4721 sayılı Türk Medeni Kanununun 303. maddesine göre; babalık davası, çocuğun doğumundan önce veya sonra açılabilir. Ananın dava hakkı, doğumdan başlayarak bir yıl geçmekle düşer. Çocuğa doğumdan sonra kayyım atanmışsa, çocuk hakkındaki bir yıllık süre, atamanın kayyıma tebliği tarihinde; hiç kayyım atanmamışsa, çocuğun ergin olduğu tarihte işlemeye başlar. Çocuk ile başka bir erkek arasında soybağı ilişkisi varsa, bir yıllık süre bu ilişkinin ortadan kalktığı tarihte işlemeye başlar. Bir yıllık süre geçtikten sonra gecikmeyi haklı kılan sebepler varsa, sebebin ortadan kalkmasından başlayarak bir ay içinde dava açılabilir.
Bu hükmün ikinci fıkrasında yer alan "Çocuğa doğumdan sonra kayyım atanmışsa, çocuk hakkındaki bir yıllık süre, atamanın kayyıma tebliği tarihinde, hiç kayyım atanmamışsa çocuğun ergin olduğu tarihte işlemeye başlar" hükmü,....sayılı kararıyla; aynı maddenin dördüncü fıkrasında yer alan "Bir yıllık süre geçtikten sonra gecikmeyi haklı kılan sebepler varsa, sebebin ortadan kalkmasından başlayarak bir ay içinda dava açılabilir" hükmü ise.... 15.03.2012 tarihli ve....sayılı kararıyla çocuk yönünden iptal edilmiş; ikinci fıkrayla ilgili iptal kararı 07.02.2011 tarihli 28197 sayılı; dördüncü fıkrayla ilgili iptal kararı ise, 21.07.2012 tarihli 28360 sayılı Resmi Gazete"de yayımlanmış; her iki iptal kararında, iptal hükmünün kararın Resmi Gazete"de yayımlanmasından başlayarak bir yıl sonra yürürlüğe gireceğinin
...
kararlaştırılması sebebiyle, ikinci fıkrayla ilgili iptal hükmü 07.03.2012 tarihinde, dördüncü fıkrayla ilgili iptal hükmü ise 21.07.2013 tarihinde yürürlüğe girmiştir. Anayasa Mahkemesinin iptal kararlarından sonra, çocuk tarafından açılan babalık davasında artık herhangi bir hak düşürücü süre sözkonusu değildir.

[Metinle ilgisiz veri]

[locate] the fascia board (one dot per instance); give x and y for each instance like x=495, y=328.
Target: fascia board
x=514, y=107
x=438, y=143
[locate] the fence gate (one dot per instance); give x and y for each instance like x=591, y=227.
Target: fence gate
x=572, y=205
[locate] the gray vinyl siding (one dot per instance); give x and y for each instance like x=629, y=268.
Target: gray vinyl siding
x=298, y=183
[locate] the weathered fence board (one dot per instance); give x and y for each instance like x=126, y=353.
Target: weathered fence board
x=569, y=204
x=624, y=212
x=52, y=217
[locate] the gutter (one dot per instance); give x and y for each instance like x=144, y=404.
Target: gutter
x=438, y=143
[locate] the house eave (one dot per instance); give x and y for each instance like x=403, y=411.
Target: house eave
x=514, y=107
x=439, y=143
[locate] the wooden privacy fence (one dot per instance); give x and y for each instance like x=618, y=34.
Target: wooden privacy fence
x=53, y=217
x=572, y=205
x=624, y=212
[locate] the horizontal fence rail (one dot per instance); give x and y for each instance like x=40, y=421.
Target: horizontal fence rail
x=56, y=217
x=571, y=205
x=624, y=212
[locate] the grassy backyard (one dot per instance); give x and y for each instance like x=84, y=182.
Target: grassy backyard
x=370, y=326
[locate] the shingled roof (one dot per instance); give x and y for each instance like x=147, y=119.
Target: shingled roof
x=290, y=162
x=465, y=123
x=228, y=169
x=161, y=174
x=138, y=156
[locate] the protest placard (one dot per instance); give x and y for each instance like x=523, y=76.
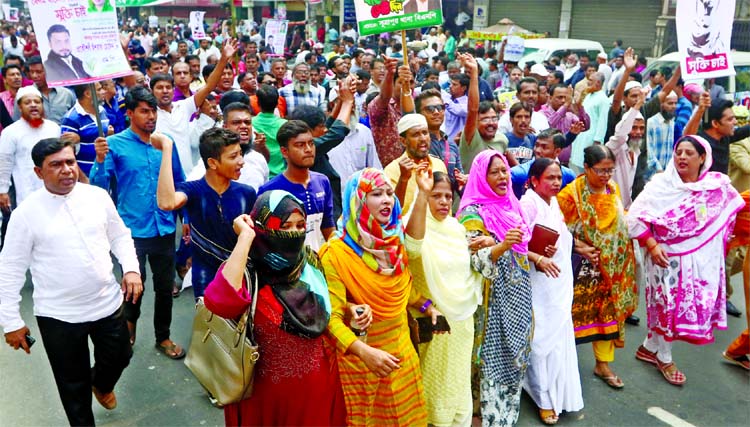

Somut olayda dava, Türk Medeni Kanunu"nun 301/1, 303/2 maddelerine dayalı olarak açılan babalığın tespiti istemine ilişkin olup mahkemece hak düşürücü süre nedeniyle davanın reddine karar verilmiştir. Yukarıda yapılan açıklamalar dikkate alındığında babalık davasında çocuk yönünden artık herhangi bir hak düşürücü süre sözkonusu olmadığından mahkemece baba olduğu iddia edilen ve 13.01.1974 tarihinde öldüğü anlaşılan ..."in mirasçılarının belirlenip davanın onlara yöneltilmesi suretiyle taraf teşkili sağlandıktan sonra işin esasının incelenip iddia ile ilgili taraf delillerinin toplanması, DNA incelemesinin yapılması, bütün delillerin birlikte değerlendirilmesi ve oluşacak sonuca göre bir karar verilmesi gerekirken, bu husus nazara alınmadan "hak düşürücü süre geçtiğinden" bahisle davanın reddine karar verilmesi doğru bulunmamıştır.
Bu itibarla yukarıda açıklanan esaslar gözönünde tutulmaksızın yazılı şekilde hüküm tesisi isabetsiz, temyiz itirazları bu nedenlerle yerinde olduğundan kabulü ile şimdilik diğer yönleri incelenmeksizin hükmün HUMK.nun 428.maddesi gereğince BOZULMASINA, temyiz peşin harcının istek halinde temyiz edene iadesine, 10.05.2016 gününde oybirliğiyle karar verildi.